Le député du Nord Christian Vanneste le 9 janvier 2011 à Linselles. (Photo Philippe Huguen. AFP)
Publié le 15/02/2012 à 9h47, mis à jour le 15/02/2012 à 17h51

A quelques heures de l'entrée en campagne de Nicolas Sarkozy, l'UMP se serait bien passée de cette polémique. Une sortie de Christian Vanneste, coutumier des déclarations homophobes, contestant la déportation des homosexuels pendant la Seconde guerre mondiale.

Soucieux de régler fissa le cas Vanneste - après avoir tergiversé des années -, le parti présidentiel a annoncé, ce mercredi matin, «inscrire à l'ordre du jour de [son] prochain bureau politique, mercredi prochain, l'exclusion» du député du Nord. Le patron de l'UMP, Jean-François copé, jurant qu'il «ne se dérobera pas», condamne des «propos inacceptables, profondément choquants et intolérables».

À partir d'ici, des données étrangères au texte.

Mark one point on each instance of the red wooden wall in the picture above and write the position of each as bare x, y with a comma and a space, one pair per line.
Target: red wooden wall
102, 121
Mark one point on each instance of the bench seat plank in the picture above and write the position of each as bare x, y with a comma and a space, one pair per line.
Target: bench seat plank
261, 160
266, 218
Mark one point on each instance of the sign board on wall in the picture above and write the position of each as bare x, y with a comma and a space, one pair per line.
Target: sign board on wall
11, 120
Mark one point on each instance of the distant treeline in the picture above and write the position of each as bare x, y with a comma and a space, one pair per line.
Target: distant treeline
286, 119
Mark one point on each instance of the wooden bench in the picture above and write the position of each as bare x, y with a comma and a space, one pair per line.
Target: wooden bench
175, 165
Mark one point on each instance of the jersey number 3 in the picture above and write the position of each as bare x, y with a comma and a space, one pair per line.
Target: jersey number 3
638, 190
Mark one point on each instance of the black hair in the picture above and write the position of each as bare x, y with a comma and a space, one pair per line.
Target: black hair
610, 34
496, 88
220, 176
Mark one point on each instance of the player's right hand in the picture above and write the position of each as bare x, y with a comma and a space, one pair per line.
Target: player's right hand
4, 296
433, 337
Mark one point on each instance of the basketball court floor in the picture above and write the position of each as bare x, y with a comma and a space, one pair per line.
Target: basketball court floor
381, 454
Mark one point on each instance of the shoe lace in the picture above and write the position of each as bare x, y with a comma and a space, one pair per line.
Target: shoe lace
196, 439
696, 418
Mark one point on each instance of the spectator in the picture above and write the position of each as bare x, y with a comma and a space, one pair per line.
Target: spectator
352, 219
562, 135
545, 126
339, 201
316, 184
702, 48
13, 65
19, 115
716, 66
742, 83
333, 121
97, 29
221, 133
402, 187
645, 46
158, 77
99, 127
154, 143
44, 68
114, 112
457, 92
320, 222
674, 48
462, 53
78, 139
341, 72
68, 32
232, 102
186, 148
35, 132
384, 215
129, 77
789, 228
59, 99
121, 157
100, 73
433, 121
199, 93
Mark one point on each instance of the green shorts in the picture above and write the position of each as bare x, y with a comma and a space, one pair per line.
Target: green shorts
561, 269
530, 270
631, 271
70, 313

Vanneste se voit aussi privé de son investiture aux législatives de juin, sur sa circonscription de Tourcoing. «Afin qu'il n'y ait aucune ambiguïté, je vous indique qu'il y aura, dans sa circonscription, un candidat investi de l'UMP», prévient Copé. Dans la foulée, le chef de file des députés UMP, Christian Jacob, se disant «extrêmement choqué par des déclarations inqualifiables», juge qu'il sera «compliqué» pour Vanneste de rester membre du groupe.

«Fameuse légende de la déportation des homosexuels»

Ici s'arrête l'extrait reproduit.